Mais de tous les anciens philosophes, aucun ne s’est exprimé sur cette trinité d’hypostases plus formellement que Platon. Ce philosophe établit trois Dieux éternels, & qui ne sont pas des choses abstraites, mais des êtres subsistans. On peut voir là-dessus sa seconde épître à Denys. La deuxieme hypostase de Platon, où l’entendement est aussi sans commencement. Il assuroit la même chose de la troisieme

hypostase, nommée l’ame. Il y a là-dessus des passages remarquables de Plotin & de Porphyre, qui disent que la seconde existe par elle-même & est le pere d’elle-même, αὐτογένητος πᾶς αὐτοπάτρως. Plotin en particulier a expliqué ce mystere, en disant qu’encore que la seconde hypostase procede de la premiere, elle n’a pas été produite à la maniere des créatures, ni par un effet arbitraire de la volonté divine ; mais qu’elle en est sortie comme une émanation naturelle & nécessaire. Les trois hypostases de Platon sont non-seulement éternelles, mais aucune d’entre elles ne peut être détruite. Enfin elles renferment également tout l’univers, c’est-à-dire, qu’elles sont infinies & toute-puissantes. Cependant ce philosophe admettoit entre elles une espece de subordination ; l’on agitoit dans les écoles platoniciennes à-peu-près les mêmes difficultés qui ont donné tant d’exercice à nos théologiens. Le P. Petau. Dogm. théolog. tom II. l. I. c. j. après avoir expliqué le sentiment d’Arius, a soutenu que cet herésiarque étoit un véritable platonicien. Tandis que M. Cudworth prétend au contraire que c’est S. Athanase qui a été dans les sentimens de Platon. Il faut avouer que l’obscurité de ce philosophe & de ses disciples, donne lieu de soutenir l’un & l’autre sentiment. Voyez le Clerc, Bibliot. chois. tom. III. art. j.

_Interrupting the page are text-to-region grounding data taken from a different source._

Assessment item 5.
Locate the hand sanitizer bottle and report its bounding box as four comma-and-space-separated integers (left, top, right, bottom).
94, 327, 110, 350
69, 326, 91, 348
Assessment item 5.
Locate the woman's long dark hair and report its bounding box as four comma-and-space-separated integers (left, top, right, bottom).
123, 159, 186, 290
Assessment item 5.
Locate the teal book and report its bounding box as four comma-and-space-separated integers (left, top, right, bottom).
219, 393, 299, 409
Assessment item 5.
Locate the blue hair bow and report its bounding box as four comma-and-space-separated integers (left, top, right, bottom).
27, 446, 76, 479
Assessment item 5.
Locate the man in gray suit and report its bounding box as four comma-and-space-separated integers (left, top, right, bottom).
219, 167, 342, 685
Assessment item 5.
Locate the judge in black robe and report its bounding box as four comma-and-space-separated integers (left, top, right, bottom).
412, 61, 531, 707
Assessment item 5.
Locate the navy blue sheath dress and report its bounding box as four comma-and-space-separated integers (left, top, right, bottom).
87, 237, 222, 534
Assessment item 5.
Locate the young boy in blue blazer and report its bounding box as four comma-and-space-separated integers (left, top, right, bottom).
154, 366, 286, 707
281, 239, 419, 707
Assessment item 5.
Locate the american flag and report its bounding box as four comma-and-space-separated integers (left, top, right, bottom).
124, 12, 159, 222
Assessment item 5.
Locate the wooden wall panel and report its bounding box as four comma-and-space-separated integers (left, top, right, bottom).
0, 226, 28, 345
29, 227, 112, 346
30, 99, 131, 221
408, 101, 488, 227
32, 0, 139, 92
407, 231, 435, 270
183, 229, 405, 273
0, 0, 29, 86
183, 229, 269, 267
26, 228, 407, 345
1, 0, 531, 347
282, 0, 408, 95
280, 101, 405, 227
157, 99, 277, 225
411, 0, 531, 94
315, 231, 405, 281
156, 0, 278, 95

Voilà sans doute ce qui a donné lieu à quelques modernes d’avancer que les peres de la primitive église avoient puisé leur doctrine sur la trinité dans l’école de Platon ; mais le P. Mourgues & le P. Balthus, jésuites, qui ont approfondi cette matiere, montrent qu’il n’y a rien de si absurde que de supposer que c’est la trinité de Platon qui a été adoptée dans l’Église, & que d’avoir recours au prétendu platonisme des peres, pour décréditer leur autorité par rapport à ce dogme. En effet, outre que toutes les vérités fondamentales qui concernent ce mystere sont contenues dans l’Ecriture & ont été définies par l’Église, quelle qu’ait été l’opinion des peres considérés comme philosophes, elle n’influe point sur le dogme de la Trinité chrétienne, qui ne dépend nullement des opinions de la philosophie ; & l’on peut faire, puisque l’occasion s’en présente, les trois remarques suivantes sur cet article de notre foi. 1°. La Trinité que nous croyons, n’est point une trinité de noms & de mots, ou de notions de métaphysique, ou de conceptions incomplettes de la divinité ; cette doctrine a été condamnée dans Sabellius & dans d’autres : c’est une trinité d’hypostases, de subsistances & de personnes. 2°. C’est qu’encore que la deuxieme hypostase ait été engendrée par la premiere, & que la troisieme procede de l’une & de l’autre ; ces deux dernieres ne sont pas néanmoins des créatures, mais sont coëternelles à la premiere. 3°. C’est que ces trois hypostases ne sont réellement qu’un seul Dieu, non-seulement à cause du consentement de leurs volontés, (ce qui ne feroit qu’une unité morale), mais encore à cause de leur mutuelle union de subsistance, que les anciens ont nommées circum incession, περιχώρησις ou inexistences ενυπαρξις, ce qui emporte une unité réelle & physique.

Quoiqu’on ne puisse trouver d’autres exemples d’une semblable union dans les créatures ; puisque deux substances diverses font un seul homme, trois hypostases divines peuvent bien faire un seul Dieu. Ainsi quoiqu’il y ait dans ce dogme une profondeur impénétrable, il ne renferme pourtant point de contradiction & d’impossibilité. Au reste, il semble que la providence divine ait conservé la trinité selon le système des Philosophes dans le monde payen, jusqu’à ce que le christianisme parut, pour lui préparer une voie par laquelle il pût être reçu des habiles gens. Cet article est en partie tiré des mémoires de M. Formey, historiographe de l’académie royale de Prusse.